Il piano B di Alfano: Marcegaglia candidata premier. Le donne Pdl pensano alla scissione

Le diverse anime azzurre guardano al futuro. Decisive le elezioni in Sicilia. Anche i sostenitori di Monti guardano all'Udc, ma non vogliono la Lega
Emma Mercegaglia

Emma Mercegaglia

Nel Pdl in ebollizione per le dichiarazioni di Daniela Santanchè, che vuole dimissioni in massa del blocco dirigente, fioriscono i cosiddetti "piani B". Per ora Alfano ha respinto l'attacco della pasdaran Daniela, dichiarando che tra gli azzurri non c'è spazio per gli "sfascisti". Ma l'ex Guardasigilli guarda al futuro. Fonti vicine al partito spiegano che navigherà a vista fino ai risultati delle prossime elezioni in Sicilia: se il risultato dovesse essere positivo (stravolgendo dunque le previsioni dei pessimi sondaggi), Alfano potrebbe fare un passo avanti, rilanciando il Pdl e non lasciando che il partito finisca alla deriva. Da un lato, insomma, l'ex ministro della Giustizia lavora per rafforzare la sua leadership. Ma dall'altro, Angelino si prepara a una possibile disfatta elettorale nell'isola. In questo caso l'obiettivo sarebbe affrancarsi da Silvio Berlusconi (significativo il suo silenzio dopo le dichiarazioni della Santanchè) e costruire un'area moderata con Casini (e magari parte del Pd) che indicherebbe Emma Marcegaglia, e non il Cavaliere, come candidata premier. Dall'Udc sarebbero arrivati segnali di apertura a patto che Berlusconi faccia altri passi indietro. Il Pdl, da par suo, chiede che Gianfranco Fini non faccia parte del progetto. A tessere le trame è la stessa Marcegaglia, il ponte tra i due partiti.

 

La scissione delle donne - Vi è poi un'altra anima del partito, quella che fa riferimento alla personalità più esposta, la Santanchè appunto. Diverse fonti confermano l'intenzione di alcune deputate di costitire un gruppo autonomo: tra queste, Daniela e Michaela Biancofiore. Non a casa - non è solo solidarietà femminile - la Biancofiore ha dichiarato: ""LaSantanchè magari lasciando fare al giornalista qualche nome di troppo che non ha avuto responsabilità di partito, ha espresso un disagio diffuso nel Pdl, nell’intero centro destra e soprattutto tra i nostri elettori che diminuiscono di giorno in giorno perché si fidano solo di Silvio Berlusconi. Alfano dovrebbe ringraziarla, come dovrebbe ringraziare me e pochi altri che hanno il coraggio di dirgli cosa pensano e non di ridacchiare alle sue spalle in Transatlantico o tra gli scranni. E’ delle persone dirette che ci si deve fidare, mai degli adulatori che in genere sono animati solo dal tornaconto personale". Una difesa a spada tratta, quella della Biancofiore, che sposa in toto le posizioni "belligeranti" della Santanchè.
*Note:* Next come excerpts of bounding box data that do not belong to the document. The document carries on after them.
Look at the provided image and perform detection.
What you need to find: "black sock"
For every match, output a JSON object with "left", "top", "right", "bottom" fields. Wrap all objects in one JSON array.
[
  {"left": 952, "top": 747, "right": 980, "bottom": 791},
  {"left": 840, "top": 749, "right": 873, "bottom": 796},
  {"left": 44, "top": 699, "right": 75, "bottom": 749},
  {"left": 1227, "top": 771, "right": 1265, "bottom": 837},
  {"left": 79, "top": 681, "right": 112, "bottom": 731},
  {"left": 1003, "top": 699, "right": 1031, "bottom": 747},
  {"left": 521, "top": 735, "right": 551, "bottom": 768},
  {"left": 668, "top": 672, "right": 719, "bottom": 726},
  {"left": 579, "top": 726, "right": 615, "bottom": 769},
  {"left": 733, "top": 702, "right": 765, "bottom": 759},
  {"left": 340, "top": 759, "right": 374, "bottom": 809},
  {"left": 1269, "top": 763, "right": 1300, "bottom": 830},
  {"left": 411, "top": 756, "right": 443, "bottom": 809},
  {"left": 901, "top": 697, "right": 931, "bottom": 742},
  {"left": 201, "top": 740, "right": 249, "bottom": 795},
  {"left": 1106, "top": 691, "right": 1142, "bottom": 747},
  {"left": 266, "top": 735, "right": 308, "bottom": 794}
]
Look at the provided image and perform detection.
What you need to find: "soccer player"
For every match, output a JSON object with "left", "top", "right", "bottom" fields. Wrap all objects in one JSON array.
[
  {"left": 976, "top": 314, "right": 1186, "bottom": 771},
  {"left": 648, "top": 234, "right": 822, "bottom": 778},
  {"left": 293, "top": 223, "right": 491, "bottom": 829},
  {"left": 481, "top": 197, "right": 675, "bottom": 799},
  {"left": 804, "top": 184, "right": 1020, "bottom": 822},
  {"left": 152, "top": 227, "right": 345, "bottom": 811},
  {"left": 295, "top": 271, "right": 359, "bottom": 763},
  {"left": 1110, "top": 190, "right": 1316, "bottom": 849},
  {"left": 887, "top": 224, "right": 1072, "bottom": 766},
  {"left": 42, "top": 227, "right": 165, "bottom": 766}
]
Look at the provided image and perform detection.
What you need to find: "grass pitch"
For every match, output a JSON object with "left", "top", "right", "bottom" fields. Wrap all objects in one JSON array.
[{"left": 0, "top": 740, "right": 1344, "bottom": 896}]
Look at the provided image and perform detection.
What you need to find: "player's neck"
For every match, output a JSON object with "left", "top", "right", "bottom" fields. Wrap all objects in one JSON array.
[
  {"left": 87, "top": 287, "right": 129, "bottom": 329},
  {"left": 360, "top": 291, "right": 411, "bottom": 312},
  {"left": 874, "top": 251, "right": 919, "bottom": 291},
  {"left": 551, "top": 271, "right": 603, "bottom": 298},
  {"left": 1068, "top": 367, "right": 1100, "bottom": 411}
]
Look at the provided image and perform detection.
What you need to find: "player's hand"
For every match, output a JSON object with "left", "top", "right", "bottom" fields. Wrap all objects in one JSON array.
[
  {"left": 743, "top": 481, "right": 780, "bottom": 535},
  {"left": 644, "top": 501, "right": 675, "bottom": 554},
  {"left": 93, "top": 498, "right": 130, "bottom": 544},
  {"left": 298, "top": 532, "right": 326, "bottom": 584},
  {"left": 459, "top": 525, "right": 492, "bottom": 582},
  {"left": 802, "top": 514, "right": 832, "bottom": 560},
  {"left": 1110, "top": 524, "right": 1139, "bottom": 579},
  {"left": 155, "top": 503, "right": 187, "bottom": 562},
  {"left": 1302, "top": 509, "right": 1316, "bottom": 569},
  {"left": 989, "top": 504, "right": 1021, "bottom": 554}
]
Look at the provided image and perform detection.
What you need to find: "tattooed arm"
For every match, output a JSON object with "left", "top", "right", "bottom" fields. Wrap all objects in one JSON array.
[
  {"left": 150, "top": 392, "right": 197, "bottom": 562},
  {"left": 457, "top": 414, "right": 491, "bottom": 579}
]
Biancofiore all'attacco - Secondo la Biancofiore, ora Alfano "deve cavalcare un radicale rinnovamento, non farsi mettere nell’angolo da coloro che hanno paura di perdere le loro posizioni di responsabilità ricoprendo le quali hanno impedito ad altri di crescere e far emergere la linea di Berlusconi, tradizionalmente vincente". Anche perché da tempo alcuni "notabili" del partito, "quelli che lo hanno portato dal 40% al 15", conclude la pasionaria del Pdl, "che in qualsiasi azienda sarebbero stati licenziati all’istante, aizzano Alfano contro la parte sana del Pdl, quella più autenticamente berlusconiana. Cioè portatrice di consenso, rivoluzionaria ed in empatia con la gente. E sono mesi che chiedo ad Alfano, tramite media, di non lasciarsi trascinare al fondo e di continuare ad avere fiducia nell’unico al quale deve la sua fulminante carriera : Silvio Berlusconi".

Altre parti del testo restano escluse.